Pular para conteúdo

Retrieval (BM25 + semantic)

Retrieval subsystem: intent classification, search, policies.

intent

Improved intent classifier for AI task queries.

Fixes the overlapping-keyword problem from naive implementations by
  1. Using weighted scoring per trigger
  2. Normalizing scores to [0.0, 1.0] (confidence)
  3. Requiring a minimum confidence gap to avoid ties
  4. Context-aware disambiguation: "test" and "fix" are NOT stopwords when they're the primary verb of the query
Intent categories and their retrieval implications
  • implement -> full signatures + docstrings, similar file context
  • debug -> recent changes (git context), error-adjacent symbols
  • refactor -> all references to target symbol, callers/callees
  • test -> module under test, existing test patterns
  • explain -> rich docstrings, class hierarchies
  • review -> file-level overview, recent modifications
  • search -> FTS5 keyword search, broad context

classify

classify(query, min_confidence=0.25)

Classify a natural-language query into an intent.

Returns IntentResult with the winning intent, its confidence, and the list of matched trigger phrases.
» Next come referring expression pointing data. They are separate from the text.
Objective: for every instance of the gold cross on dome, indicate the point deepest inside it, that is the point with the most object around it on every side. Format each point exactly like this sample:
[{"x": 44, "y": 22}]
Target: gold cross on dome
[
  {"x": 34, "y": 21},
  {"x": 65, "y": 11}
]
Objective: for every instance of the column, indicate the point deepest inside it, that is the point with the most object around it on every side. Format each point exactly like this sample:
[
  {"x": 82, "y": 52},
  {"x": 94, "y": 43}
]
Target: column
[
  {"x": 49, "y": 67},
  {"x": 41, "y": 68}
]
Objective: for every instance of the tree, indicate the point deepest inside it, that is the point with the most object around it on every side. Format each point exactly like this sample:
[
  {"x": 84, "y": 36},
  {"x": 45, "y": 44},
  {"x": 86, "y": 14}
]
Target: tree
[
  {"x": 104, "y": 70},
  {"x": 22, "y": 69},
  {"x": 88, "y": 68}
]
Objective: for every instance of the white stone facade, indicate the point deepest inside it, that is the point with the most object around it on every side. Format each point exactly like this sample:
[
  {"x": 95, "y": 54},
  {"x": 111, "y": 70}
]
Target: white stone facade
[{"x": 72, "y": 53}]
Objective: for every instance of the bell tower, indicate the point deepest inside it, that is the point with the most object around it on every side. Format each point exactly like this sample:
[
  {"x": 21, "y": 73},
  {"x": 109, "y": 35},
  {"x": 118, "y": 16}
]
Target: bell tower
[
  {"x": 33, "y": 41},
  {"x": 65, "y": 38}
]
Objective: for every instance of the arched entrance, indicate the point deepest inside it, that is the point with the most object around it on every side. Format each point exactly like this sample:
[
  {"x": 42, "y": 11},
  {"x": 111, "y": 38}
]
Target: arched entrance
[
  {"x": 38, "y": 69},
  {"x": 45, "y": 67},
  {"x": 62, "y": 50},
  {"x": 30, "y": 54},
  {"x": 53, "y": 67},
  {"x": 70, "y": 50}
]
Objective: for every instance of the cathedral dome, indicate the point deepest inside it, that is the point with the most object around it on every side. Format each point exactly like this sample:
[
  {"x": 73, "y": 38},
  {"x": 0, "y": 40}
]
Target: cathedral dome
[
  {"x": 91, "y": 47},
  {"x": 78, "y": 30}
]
When no intent reaches min_confidence, returns intent="search" as the safe default.

classify_many

classify_many(queries)

Classify multiple queries in batch.

policy

Per-task retrieval policies.

Maps intent -> retrieval strategy configuration. Policies control how search results are filtered, ranked, and enriched before being handed to the context builder.

RetrievalPolicy dataclass

RetrievalPolicy(intent, prefer_kinds=list(), include_related=False, include_git_context=False, context_level=2, budget_fraction=0.7, max_symbols=30, include_file_tree=True)

Retrieval parameters for a specific intent.

get_policy

get_policy(intent)

Return the RetrievalPolicy for the given intent.

Falls back to the "search" policy for unknown intents.

all_policies

all_policies()

Return all registered policies.

search

FTS5 + optional semantic search fallback.

Primary path: SQLite FTS5 (always available, zero deps) Semantic path: cosine similarity on stored embeddings (requires numpy/sentence-transformers)

The search module is stateless - all state lives in the DB connection.

search

search(conn, query, limit=20, prefer_exact=True)

Search symbols matching query.

Strategy: 1. Exact name match (high priority) 2. FTS5 full-text search on name + signature + docstring 3. Prefix match fallback if FTS returns nothing

Results are deduplicated and sorted by score descending.

search_by_file

search_by_file(conn, rel_path_fragment, limit=50)

Return symbols from files whose path contains the given fragment.